An exhibition co-curated by Professor Sophie Page attracted 45,585 visitors to the Ashmolean Museum in Oxford, and inspired collaborations with artists, cartoonists, musicians and storytellers.

Woman holding an open book bursting with light

28 April 2022

As co-investigator on the Leverhulme funded project “Inner Lives: Emotions, Identity, and the Supernatural, 1300-1900” (2015-2018), Professor Sophie Page (UCL Department of History) led research in three significant areas: recovering and interpreting the visual and material culture of magic; identifying how interactions with the supernatural revealed the emotional experiences and interior lives of medieval people; and assessing the diverse ways in which cosmological ideas circulated in the late Middle Ages and stimulated the creation of new models to address questions about the nature of evil. 

Leaving people spellbound  

Co-curating (with professional curator Marina Wallace) the major exhibition Spellbound: Magic, Ritual and Witchcraft at the Ashmolean Museum in 2018 enabled Professor Page to expand her research beyond the Middle Ages to the modern eras, working in collaboration with the historians Malcolm Gaskill and Owen Davies.

Professor Page used contemporary ideas about magical thinking (the belief that our thoughts or wishes may influence the world around us, or that one event happens as a result of another with no plausible link of causation) to make significant connections between ideas, emotions, practices and experiences of magic in the past and present in her contributions to the accompanying exhibition catalogue. 

Spellbound brought together more than 200 exhibits from the twelfth century to 2016 in an antechamber on magical thinking and three rooms focused on the medieval cosmos, the modern home and the early modern community.

Professor Page’s new research findings on several objects enhanced their interpretation: notable examples included a 17th-century ceremonial sword at the Ashmolean (now recognised as a betrothal gift), magic square talismans at the Pitt Rivers, a seal matrix at the Museum of the History of Science Oxford and an extremely rare magic mirror loaned by the Mathematisch-Physikalischer Salon, Dresden. 

Spellbound attracted features, interviews and blog posts in UK and European media outlets, recognising the significance of magical thinking today and in the past.
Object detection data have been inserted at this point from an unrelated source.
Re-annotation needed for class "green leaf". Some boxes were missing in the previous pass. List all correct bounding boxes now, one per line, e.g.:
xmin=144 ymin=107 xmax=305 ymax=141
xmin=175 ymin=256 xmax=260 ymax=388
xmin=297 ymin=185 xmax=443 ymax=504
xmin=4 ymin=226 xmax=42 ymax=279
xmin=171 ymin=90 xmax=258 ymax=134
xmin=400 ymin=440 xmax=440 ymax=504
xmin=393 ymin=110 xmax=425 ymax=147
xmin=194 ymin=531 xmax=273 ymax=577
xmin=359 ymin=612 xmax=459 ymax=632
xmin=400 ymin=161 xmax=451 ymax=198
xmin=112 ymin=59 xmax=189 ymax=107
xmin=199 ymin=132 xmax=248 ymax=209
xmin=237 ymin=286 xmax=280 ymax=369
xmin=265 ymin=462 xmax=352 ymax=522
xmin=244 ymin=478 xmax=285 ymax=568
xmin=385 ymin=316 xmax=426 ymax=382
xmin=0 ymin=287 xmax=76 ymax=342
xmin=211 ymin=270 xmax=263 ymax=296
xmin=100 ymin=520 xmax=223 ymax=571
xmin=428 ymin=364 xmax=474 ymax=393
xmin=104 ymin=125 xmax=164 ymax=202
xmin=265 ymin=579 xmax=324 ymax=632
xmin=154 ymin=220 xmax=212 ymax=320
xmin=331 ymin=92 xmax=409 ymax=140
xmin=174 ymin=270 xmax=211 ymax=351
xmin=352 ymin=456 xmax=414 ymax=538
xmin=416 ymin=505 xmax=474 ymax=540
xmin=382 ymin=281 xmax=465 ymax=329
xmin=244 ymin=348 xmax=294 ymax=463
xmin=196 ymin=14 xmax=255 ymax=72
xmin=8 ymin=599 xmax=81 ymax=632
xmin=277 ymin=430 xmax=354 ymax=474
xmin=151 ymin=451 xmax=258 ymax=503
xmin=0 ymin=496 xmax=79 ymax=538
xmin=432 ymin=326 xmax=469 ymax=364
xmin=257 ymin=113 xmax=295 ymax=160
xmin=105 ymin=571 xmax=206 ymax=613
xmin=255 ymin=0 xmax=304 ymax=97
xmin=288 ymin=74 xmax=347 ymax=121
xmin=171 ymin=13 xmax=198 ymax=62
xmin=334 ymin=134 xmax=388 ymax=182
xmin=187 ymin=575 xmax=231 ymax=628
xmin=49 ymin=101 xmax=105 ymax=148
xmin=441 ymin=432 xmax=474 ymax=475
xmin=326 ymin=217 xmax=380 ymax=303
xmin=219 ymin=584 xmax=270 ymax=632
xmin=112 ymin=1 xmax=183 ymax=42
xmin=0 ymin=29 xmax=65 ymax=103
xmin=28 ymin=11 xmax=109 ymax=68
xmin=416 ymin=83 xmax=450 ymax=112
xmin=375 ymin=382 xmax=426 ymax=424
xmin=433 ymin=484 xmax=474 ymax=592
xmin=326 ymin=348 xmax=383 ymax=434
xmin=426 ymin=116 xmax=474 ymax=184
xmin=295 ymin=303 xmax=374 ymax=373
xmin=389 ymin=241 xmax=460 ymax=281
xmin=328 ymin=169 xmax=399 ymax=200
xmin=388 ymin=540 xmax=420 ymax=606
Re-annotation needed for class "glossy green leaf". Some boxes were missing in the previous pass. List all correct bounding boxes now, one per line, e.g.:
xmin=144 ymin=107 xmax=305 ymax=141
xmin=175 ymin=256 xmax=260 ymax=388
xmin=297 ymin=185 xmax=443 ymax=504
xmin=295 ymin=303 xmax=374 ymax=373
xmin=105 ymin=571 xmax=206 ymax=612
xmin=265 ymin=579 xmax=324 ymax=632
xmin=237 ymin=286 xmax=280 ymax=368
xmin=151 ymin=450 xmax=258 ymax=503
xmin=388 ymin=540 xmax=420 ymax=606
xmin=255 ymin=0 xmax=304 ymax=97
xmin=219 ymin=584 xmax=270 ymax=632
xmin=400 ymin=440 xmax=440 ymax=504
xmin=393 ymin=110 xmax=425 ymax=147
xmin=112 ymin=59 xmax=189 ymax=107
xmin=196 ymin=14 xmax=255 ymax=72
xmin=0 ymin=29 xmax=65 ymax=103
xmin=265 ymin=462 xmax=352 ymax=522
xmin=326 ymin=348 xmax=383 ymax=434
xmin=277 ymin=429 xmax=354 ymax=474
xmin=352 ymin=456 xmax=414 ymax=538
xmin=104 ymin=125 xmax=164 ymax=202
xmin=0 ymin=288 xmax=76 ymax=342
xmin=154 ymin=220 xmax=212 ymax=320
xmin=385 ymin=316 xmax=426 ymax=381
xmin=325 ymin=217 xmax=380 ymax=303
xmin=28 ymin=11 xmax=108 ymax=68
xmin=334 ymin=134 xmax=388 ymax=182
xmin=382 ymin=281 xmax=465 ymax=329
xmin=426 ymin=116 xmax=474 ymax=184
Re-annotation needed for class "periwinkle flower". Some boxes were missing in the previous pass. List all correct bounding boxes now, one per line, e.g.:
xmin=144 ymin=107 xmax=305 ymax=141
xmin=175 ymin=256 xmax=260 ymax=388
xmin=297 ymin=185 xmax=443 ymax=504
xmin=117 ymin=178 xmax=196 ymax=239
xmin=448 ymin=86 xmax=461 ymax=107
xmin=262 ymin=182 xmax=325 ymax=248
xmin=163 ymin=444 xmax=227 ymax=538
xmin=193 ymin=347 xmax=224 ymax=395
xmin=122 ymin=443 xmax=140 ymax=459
In The Times Literary Supplement, Jane Jakeman declared that it was “an exhibition more intelligent and thought-provoking than any big metropolitan collection has managed”.

Creative collaborations  

Professor Page’s collaborations with artists resulted in the co-production of new art works which enriched artistic practice: a sculpture tableau (Ackroyd & Harvey), an interactive music piece (Hayden Chisholm), a modern wall hanging (FCW), a comic book (Hannah Sackett) and a story-telling workshop (Olivia Armstrong).

Ackroyd and Harvey’s work From Aether to Air consists of an elevated crystalline human figure, a backdrop of angels and two small demons, which was influenced by Professor Page’s research demonstrating how medieval cosmic models emphasised human agency in response to environmental pressures.  
 
In collaboration with the prisoner rehabilitation charity Fine Cell Work (FCW), Spellbound displayed the specially commissioned wall hanging “Magical Thinking”. This piece was hand-stitched in four British prisons by 12 individuals, based on Professor Page’s research into medieval and modern understandings of human fate constrained by powerful environmental pressures.  

Research synopsis

Enriching public understanding of, and inspiring creative practice through, the history of magical thinking

Professor Sophie Page co-curated the exhibition Spellbound: Magic, Ritual and Witchcraft which drew upon her research into the history of magic and attracted 45,585 visitors to the Ashmolean Museum, Oxford (between 31.08.1 and 06.01.19).  

Page’s research and Spellbound prompted collaborations with artists Ackroyd & Harvey, cartoonist Hannah Sackett, musician Hayden Chisholm and storyteller Olivia Armstrong, as well as the prisoner rehabilitation charity Fine Cell Work (FCW).